Route answers through the main conversation stream
Instead of a side-channel inquiry, insert the question into the real conversation stream and let the normal turn loop handle it.
Rejected: this would be visible to the user, would modify the persisted stream, and would break the ToolCallRequest → ToolCallResponse pairing that providers expect.
Non-Goals
- Rendering inquiry events in
conversation show. The inquiry is invisible. Display formatting is deferred (see RFD 005). - Batching multiple inquiries into a single structured request.
- Non-tool inquiry sources (conversation disambiguation, confirmation prompts). The infrastructure supports this but it is not proposed here.
Implementation Plan
Phase 1: Inquiry infrastructure
Add ActiveInquiry (schema generation + answer extraction), create_inquiry_schema, tool_call_inquiry_id, and unit tests.

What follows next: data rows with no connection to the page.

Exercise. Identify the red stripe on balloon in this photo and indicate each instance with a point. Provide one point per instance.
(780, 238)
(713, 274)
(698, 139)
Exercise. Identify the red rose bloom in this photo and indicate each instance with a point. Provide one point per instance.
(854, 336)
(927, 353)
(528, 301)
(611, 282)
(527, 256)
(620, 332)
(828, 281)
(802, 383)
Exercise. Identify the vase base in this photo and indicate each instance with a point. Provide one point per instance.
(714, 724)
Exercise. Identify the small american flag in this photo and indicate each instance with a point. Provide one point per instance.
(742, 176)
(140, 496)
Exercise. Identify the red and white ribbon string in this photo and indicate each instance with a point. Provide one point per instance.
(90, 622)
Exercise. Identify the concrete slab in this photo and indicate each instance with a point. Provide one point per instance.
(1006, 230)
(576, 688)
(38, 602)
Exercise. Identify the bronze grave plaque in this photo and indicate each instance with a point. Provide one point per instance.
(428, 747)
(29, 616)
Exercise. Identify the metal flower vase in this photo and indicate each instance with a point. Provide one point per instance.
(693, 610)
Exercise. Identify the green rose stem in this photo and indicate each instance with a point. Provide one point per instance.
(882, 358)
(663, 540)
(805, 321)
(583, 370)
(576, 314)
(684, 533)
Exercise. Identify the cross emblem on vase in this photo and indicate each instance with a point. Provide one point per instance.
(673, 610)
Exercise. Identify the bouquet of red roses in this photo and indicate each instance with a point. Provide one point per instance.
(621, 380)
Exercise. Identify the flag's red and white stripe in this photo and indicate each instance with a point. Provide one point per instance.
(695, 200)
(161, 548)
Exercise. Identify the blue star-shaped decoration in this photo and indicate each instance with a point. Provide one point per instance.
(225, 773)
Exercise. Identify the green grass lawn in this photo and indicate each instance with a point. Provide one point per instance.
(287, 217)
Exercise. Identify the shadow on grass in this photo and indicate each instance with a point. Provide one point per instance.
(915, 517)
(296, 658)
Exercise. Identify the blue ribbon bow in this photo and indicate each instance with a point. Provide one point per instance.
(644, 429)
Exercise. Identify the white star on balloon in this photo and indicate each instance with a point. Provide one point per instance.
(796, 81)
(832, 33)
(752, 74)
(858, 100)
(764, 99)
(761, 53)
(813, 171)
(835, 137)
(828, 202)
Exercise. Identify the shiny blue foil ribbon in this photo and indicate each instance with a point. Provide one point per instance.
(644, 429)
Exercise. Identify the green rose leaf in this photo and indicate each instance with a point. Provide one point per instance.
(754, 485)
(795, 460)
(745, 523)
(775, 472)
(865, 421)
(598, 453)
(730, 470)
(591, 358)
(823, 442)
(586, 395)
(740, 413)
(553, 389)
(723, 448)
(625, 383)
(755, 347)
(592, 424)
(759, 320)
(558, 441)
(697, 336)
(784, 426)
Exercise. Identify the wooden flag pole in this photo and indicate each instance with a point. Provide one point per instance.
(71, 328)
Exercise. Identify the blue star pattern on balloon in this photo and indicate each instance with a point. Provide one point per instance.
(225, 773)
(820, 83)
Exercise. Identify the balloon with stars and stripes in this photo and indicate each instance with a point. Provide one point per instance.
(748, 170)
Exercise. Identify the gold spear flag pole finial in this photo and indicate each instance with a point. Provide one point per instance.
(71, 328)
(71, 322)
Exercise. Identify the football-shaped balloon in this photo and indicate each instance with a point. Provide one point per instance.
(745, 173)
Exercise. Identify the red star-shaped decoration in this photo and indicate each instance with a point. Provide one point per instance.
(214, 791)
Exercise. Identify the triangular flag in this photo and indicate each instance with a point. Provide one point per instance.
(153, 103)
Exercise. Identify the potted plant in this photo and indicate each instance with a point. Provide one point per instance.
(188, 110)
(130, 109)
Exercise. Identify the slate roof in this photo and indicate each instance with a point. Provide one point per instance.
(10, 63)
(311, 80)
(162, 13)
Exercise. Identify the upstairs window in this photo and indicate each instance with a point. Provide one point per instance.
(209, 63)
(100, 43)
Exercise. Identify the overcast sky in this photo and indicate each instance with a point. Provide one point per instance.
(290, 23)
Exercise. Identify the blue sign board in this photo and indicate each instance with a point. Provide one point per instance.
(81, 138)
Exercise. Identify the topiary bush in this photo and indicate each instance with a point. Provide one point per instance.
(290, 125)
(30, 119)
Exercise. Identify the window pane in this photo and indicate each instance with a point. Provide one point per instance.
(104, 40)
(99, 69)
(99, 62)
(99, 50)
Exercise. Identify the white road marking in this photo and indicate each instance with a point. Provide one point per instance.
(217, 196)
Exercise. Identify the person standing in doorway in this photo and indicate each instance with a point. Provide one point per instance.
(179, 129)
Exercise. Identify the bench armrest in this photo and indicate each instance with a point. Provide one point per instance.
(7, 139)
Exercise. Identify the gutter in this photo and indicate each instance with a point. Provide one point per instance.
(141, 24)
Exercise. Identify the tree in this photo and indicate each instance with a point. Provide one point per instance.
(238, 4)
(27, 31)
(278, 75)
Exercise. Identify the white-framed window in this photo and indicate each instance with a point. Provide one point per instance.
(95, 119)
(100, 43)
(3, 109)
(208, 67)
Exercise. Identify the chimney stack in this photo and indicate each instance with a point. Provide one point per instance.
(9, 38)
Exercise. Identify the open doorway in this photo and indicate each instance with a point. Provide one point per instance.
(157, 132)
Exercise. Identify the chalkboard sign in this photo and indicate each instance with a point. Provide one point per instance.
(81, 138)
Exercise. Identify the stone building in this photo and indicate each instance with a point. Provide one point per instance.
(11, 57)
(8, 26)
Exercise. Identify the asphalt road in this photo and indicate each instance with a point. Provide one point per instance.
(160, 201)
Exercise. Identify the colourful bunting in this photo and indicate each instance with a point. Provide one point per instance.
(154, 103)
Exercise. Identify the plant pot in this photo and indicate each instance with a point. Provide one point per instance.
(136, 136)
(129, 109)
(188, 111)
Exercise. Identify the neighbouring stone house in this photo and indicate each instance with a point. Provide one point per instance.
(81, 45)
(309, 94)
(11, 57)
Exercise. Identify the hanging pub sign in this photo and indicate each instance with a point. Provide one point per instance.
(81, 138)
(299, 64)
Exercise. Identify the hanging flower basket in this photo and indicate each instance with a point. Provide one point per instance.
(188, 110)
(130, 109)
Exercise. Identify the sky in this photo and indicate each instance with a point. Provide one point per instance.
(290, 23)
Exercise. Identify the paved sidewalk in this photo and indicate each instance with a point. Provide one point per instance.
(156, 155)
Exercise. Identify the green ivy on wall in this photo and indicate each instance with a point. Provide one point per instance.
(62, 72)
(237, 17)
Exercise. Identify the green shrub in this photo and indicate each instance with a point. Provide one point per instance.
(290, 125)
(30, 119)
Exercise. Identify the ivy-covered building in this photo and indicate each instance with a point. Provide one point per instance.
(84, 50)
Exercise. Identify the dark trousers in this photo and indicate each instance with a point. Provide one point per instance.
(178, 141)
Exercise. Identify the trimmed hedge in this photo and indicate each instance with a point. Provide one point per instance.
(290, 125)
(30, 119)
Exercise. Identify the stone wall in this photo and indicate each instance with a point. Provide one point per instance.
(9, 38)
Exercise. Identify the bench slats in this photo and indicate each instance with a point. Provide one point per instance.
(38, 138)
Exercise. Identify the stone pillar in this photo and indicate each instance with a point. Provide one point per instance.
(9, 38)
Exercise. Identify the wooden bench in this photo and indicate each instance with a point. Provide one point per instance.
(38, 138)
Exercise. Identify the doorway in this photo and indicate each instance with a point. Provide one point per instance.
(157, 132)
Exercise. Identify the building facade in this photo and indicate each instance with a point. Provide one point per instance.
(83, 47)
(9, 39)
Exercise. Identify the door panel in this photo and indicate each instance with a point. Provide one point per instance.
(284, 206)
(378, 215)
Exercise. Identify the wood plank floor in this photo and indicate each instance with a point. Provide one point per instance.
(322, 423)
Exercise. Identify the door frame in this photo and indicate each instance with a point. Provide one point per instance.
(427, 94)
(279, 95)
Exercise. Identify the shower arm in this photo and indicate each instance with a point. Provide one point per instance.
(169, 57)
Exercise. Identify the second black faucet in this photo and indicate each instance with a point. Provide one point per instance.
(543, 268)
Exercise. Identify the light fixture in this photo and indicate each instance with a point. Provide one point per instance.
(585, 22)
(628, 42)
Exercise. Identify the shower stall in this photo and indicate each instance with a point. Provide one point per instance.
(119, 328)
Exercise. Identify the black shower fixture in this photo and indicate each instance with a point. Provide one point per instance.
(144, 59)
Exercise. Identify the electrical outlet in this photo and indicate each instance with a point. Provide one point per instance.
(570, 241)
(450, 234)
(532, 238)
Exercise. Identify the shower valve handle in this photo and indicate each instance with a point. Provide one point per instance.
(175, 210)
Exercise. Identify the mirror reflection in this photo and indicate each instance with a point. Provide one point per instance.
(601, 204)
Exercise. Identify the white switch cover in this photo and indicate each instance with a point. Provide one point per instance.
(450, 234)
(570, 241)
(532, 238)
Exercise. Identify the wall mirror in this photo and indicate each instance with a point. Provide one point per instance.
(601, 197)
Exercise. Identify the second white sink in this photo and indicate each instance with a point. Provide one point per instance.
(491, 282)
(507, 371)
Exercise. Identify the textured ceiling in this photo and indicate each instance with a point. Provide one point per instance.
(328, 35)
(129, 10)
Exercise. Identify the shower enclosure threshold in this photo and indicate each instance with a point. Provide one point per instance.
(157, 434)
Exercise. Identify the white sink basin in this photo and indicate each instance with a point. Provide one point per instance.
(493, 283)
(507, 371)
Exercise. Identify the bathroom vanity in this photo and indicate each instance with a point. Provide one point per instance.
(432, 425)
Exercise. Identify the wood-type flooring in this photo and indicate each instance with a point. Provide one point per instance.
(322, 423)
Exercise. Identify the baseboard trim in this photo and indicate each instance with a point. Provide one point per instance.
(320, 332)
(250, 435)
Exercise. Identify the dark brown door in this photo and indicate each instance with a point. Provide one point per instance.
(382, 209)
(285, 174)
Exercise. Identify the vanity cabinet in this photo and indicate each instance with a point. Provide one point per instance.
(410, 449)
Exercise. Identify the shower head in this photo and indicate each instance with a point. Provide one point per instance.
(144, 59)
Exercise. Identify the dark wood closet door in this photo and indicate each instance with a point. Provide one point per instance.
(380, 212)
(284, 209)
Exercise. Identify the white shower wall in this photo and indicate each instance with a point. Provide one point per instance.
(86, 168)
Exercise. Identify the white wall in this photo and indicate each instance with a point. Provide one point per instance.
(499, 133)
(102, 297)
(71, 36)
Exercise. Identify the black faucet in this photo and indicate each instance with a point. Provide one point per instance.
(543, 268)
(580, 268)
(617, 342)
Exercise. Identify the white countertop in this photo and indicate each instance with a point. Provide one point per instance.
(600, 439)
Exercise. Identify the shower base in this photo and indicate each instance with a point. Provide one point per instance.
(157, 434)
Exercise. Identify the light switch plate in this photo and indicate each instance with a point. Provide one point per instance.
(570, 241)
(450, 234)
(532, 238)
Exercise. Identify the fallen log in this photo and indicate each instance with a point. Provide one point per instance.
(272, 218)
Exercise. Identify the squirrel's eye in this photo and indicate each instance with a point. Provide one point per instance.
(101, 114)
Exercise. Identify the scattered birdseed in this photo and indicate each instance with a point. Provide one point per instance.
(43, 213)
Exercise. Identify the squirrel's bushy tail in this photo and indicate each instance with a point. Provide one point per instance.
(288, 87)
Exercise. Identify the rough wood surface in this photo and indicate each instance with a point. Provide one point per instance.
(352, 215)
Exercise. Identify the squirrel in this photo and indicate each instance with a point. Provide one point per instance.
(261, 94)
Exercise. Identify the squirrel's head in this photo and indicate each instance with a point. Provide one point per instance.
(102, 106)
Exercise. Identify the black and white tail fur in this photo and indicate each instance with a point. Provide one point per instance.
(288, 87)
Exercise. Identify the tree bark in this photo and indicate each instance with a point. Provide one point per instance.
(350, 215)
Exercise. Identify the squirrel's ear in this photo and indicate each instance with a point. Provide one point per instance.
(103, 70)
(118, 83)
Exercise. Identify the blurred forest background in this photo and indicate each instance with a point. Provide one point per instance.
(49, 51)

Location: crates/jp_cli/src/cmd/query/tool/inquiry.rs
Can be merged independently.
Phase 2: InquiryBackend trait and LLM implementation
Define the InquiryBackend trait. Implement LlmInquiryBackend and MockInquiryBackend. Unit tests with mock provider.
Can be merged independently.
Phase 3: ToolCoordinator integration
Add InquiryResult variant to ExecutionEvent. Add spawn_inquiry to ToolCoordinator. Wire inquiry_backend and inquiry_events into execute_with_prompting. Handle InquiryResult in the event loop.
Depends on Phase 2.
Phase 4: Turn loop wiring
Convert Box<dyn Provider> to Arc<dyn Provider>. Construct LlmInquiryBackend once before the main loop. Pass it to execute_with_prompting at each Executing phase.
Depends on Phase 3.
Phase 5: Cleanup
Remove tool_answers serde machinery from ToolCallRequest. Remove tool_answers base64 encoding from storage.rs. Remove pending_tool_call_questions from TurnState. Route non-interactive user-targeted questions through the inquiry backend.
Depends on Phase 4.
References
- RFD 005: First-Class Inquiry Events — recording
InquiryRequest/InquiryResponsein the persisted stream. - RFD 009: Stateful Tool Protocol — future protocol for long-running tools (builds on inquiry infrastructure).
- RFD 018: Typed Inquiry System — related follow-up work.